If you don’t already, I suggest you also block all unassigned IP addresses (“bogons,” from CYMRU). Is this what some people call the “dark web”?

Just a data point, which may or may not be relevant to this issue: TidBITS #1684 got to me, but was filtered to Junk. This may have happened in the past, but was so long ago I can’t remember when.

I’ve found the WordFence security plugin for WordPress very effective at blocking access from IP addresses of known spammers. Definitely worth a look if you’re not already using it.

I’ll look into that—I’d rather not have to manually update the Stop Spammers blocklist from another list. It’s possible the plug-in already does something along those lines.

I heard that from another person too—there must have been some text in there that Gmail’s spam filter didn’t like. Please just mark it as Not Spam to help train the filter. Thanks!

We actually are using WordFence, and it claims to be blocking a ton of connections, but doesn’t protect against spambot-created accounts in any way. I confirmed this with WordFence support and have stuck with the free version because of that.

It is a frustrating job. In some of my work gigs, I started and maintained WP sites with strict membership requirements and a limited population (nothing like TidBITS).

But when I picked up a church website that had been built by a graphic artist using GoDaddy and WP, I found it was infested with bots injected into the code, apparently to invite all their friendbots. It took cleaning a copy of the content, staging it to a new ISP, and installing a raft of security measures to clean it up.

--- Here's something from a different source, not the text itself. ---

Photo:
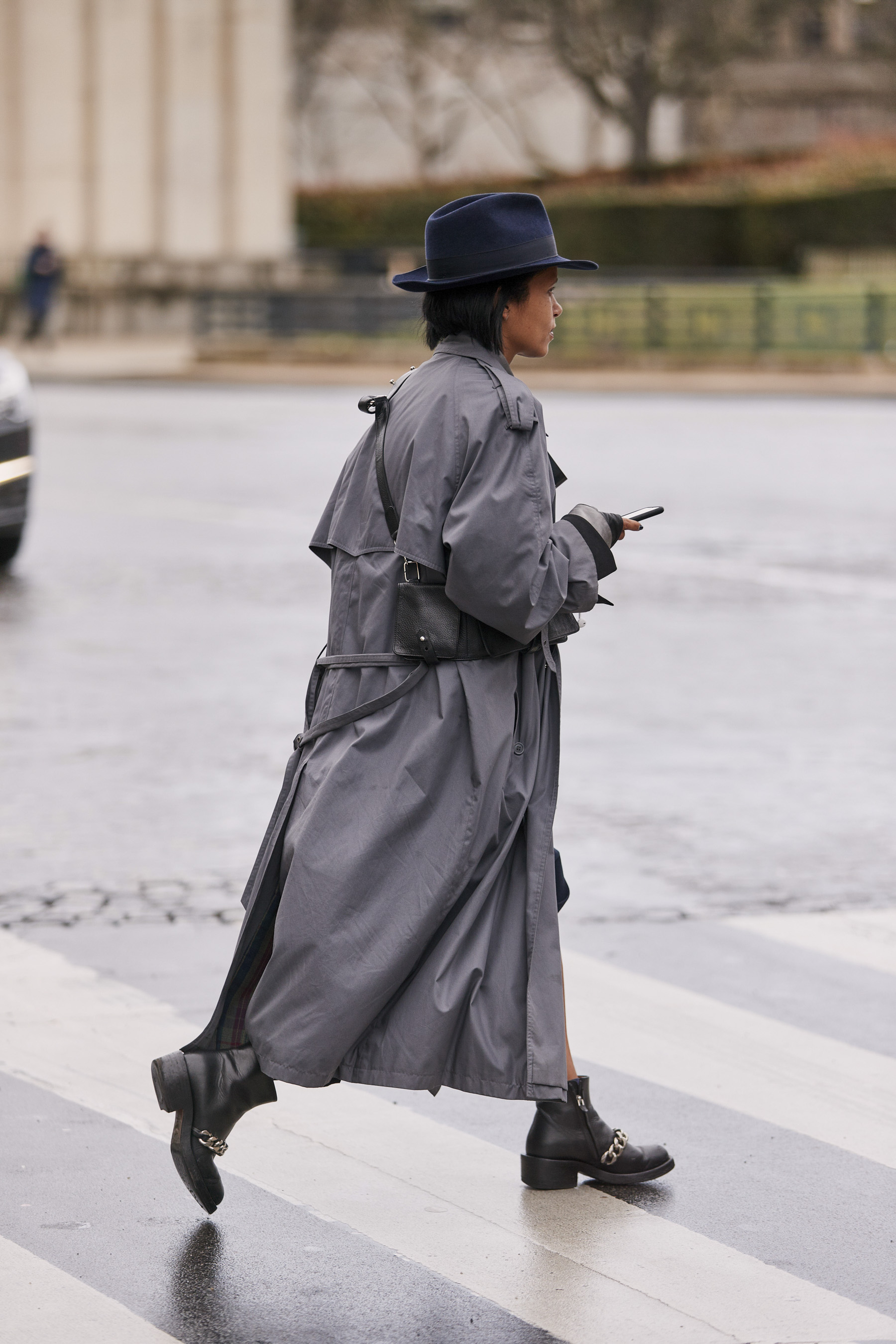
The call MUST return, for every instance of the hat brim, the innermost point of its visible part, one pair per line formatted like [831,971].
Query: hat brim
[420,281]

Even then, the URL itself was still a magnet for new bots. Like you, I found the free version of WordFence to be good enough for dealing with the swarm of brute-force, unaimed bots that just keep trying for up to a hundred (or more) attempts before they move on temporarily. I also felt very free to block individual IPs and groups of IPs if they were the source.

Again, frustrating, and it could become one or more people’s full time job.